County officials say they plan to send letters to the residents urging them to sign the compact agreement with the city while at the same time, warning that the city is now in a position to cut off service.
The county had blocked the city’s efforts to cut off service for several weeks, citing health hazard concerns.
County officials have known the city has a legitimate authority to oversee its utilities, but an excavation application filed by the city last week set the stage for further review that could have ended up in court, said county attorney Gordon Lord.
The city and county are also working out a deal to protect the county from any liability if sewer service would be cut off, Lord said.
City attorney Maggie Marnocha said Tuesday she was unsure if the city would issue yet another warning letter.
The city issued at least six letters in recent months urging residents to sign the new agreement.
Some Valley View residents have expressed concern with the proposal because of costs and the waiver of annexation. Some have said they have signed under duress.

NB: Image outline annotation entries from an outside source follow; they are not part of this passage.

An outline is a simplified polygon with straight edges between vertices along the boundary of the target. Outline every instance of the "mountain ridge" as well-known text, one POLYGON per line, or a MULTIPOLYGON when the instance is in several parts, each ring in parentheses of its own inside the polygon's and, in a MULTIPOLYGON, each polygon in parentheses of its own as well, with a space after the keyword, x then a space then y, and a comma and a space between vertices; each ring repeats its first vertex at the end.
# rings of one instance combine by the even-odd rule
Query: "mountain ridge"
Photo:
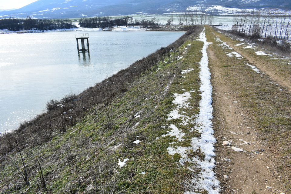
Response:
POLYGON ((217 12, 204 8, 215 6, 236 9, 272 8, 290 10, 291 2, 288 0, 109 0, 105 2, 102 0, 39 0, 19 9, 1 12, 0 17, 23 18, 30 15, 36 18, 58 18, 162 14, 187 10, 217 15, 217 12), (192 8, 189 9, 189 8, 192 8))

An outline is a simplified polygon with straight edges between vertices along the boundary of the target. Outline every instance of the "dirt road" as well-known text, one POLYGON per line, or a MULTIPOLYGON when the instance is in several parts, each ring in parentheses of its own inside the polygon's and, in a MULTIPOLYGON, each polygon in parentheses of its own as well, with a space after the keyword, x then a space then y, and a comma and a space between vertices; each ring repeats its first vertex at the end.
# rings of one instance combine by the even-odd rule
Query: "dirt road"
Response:
POLYGON ((208 53, 218 142, 217 176, 224 186, 222 193, 290 193, 286 184, 290 167, 282 169, 281 165, 290 161, 290 155, 277 150, 286 146, 283 139, 289 134, 291 114, 281 126, 270 120, 276 120, 279 112, 291 113, 278 103, 290 104, 291 79, 286 79, 290 72, 274 69, 275 59, 270 59, 273 56, 256 55, 253 48, 244 49, 248 45, 210 27, 206 32, 208 41, 212 42, 208 53), (284 135, 276 134, 283 129, 284 135), (222 145, 224 142, 230 145, 222 145))

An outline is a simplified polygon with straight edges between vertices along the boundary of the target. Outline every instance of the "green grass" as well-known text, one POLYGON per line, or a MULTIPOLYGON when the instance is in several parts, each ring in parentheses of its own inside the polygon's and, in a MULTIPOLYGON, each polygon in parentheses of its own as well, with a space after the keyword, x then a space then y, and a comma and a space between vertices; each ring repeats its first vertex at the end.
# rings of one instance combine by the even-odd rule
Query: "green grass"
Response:
MULTIPOLYGON (((291 141, 291 95, 283 87, 276 85, 277 83, 272 81, 270 78, 266 74, 256 73, 249 67, 246 65, 249 63, 246 59, 236 59, 235 57, 226 56, 227 51, 232 51, 222 49, 218 45, 220 44, 215 42, 214 36, 211 34, 211 30, 207 28, 206 37, 208 41, 212 42, 211 48, 218 56, 220 64, 223 64, 221 77, 230 85, 231 91, 234 92, 232 95, 239 99, 240 103, 242 108, 247 112, 249 115, 248 124, 253 126, 259 133, 260 140, 263 143, 268 145, 270 148, 281 147, 287 148, 286 146, 289 145, 291 141), (270 82, 273 82, 270 83, 270 82), (284 89, 279 90, 279 88, 284 89)), ((229 38, 222 36, 221 39, 228 42, 233 41, 229 38)), ((236 41, 237 43, 239 42, 236 41)), ((247 50, 247 49, 246 49, 247 50)), ((250 55, 249 50, 243 51, 248 55, 250 55)), ((251 51, 254 56, 254 52, 251 51)), ((271 61, 269 57, 256 55, 258 60, 269 60, 273 66, 272 68, 277 68, 280 63, 276 64, 276 62, 271 61)), ((282 62, 286 62, 285 61, 282 62)), ((250 64, 249 63, 249 64, 250 64)), ((290 65, 286 69, 286 75, 290 72, 290 65)), ((283 68, 278 67, 279 69, 283 68)), ((282 75, 282 76, 285 75, 282 75)), ((289 79, 290 79, 290 77, 289 79)), ((289 149, 290 146, 288 146, 289 149)), ((291 156, 288 152, 284 150, 276 149, 276 152, 274 154, 280 159, 276 161, 277 168, 277 172, 281 175, 281 180, 284 182, 286 188, 290 187, 290 181, 287 172, 291 172, 291 168, 286 165, 291 156), (280 169, 281 169, 280 170, 280 169), (282 170, 282 169, 284 169, 282 170)))
MULTIPOLYGON (((168 154, 167 148, 169 143, 176 141, 175 137, 161 136, 167 133, 171 124, 186 134, 185 141, 173 146, 188 146, 192 138, 200 135, 191 131, 192 125, 180 125, 179 119, 166 120, 167 115, 175 106, 172 102, 174 93, 195 90, 189 101, 192 108, 180 111, 190 115, 199 112, 198 62, 203 43, 188 41, 179 48, 179 55, 189 44, 192 45, 182 59, 160 62, 158 71, 135 80, 127 92, 111 103, 98 105, 96 113, 92 110, 66 133, 59 133, 47 143, 22 150, 29 169, 29 186, 22 183, 19 173, 12 165, 21 166, 18 155, 11 155, 10 161, 4 162, 1 167, 0 177, 6 178, 1 181, 4 184, 0 191, 16 193, 30 188, 28 192, 34 193, 38 189, 38 185, 41 191, 44 191, 40 186, 37 165, 39 162, 49 193, 82 193, 89 187, 89 193, 183 193, 186 189, 182 183, 189 181, 194 172, 177 165, 179 155, 168 154), (194 70, 181 74, 182 70, 189 68, 194 70), (172 80, 169 89, 165 91, 172 80), (138 112, 140 117, 134 118, 138 112), (141 142, 134 144, 137 135, 141 142), (156 139, 157 137, 160 138, 156 139), (118 159, 127 158, 129 159, 126 165, 119 168, 118 159), (143 172, 145 175, 140 174, 143 172)), ((189 154, 203 155, 199 151, 190 151, 189 154)), ((199 171, 197 169, 195 173, 199 171)))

City officials contend monthly bills could be lower for some residents under the new compact arrangement compared to what they pay under the expired policy. They also contend that waiving the right to remonstrate against future annexation is standard in many communities.
Marnocha was unsure how soon the city might begin turning off sewer service for residents who don’t sign.
Nelson, a spokesman for the Valley View holdouts, said he doesn’t know how Moore can have the task force only look at part of the compact fee issue, but said he’s not giving up.
Valley View is a subdivision south of the city limits and has about 90 residential lots.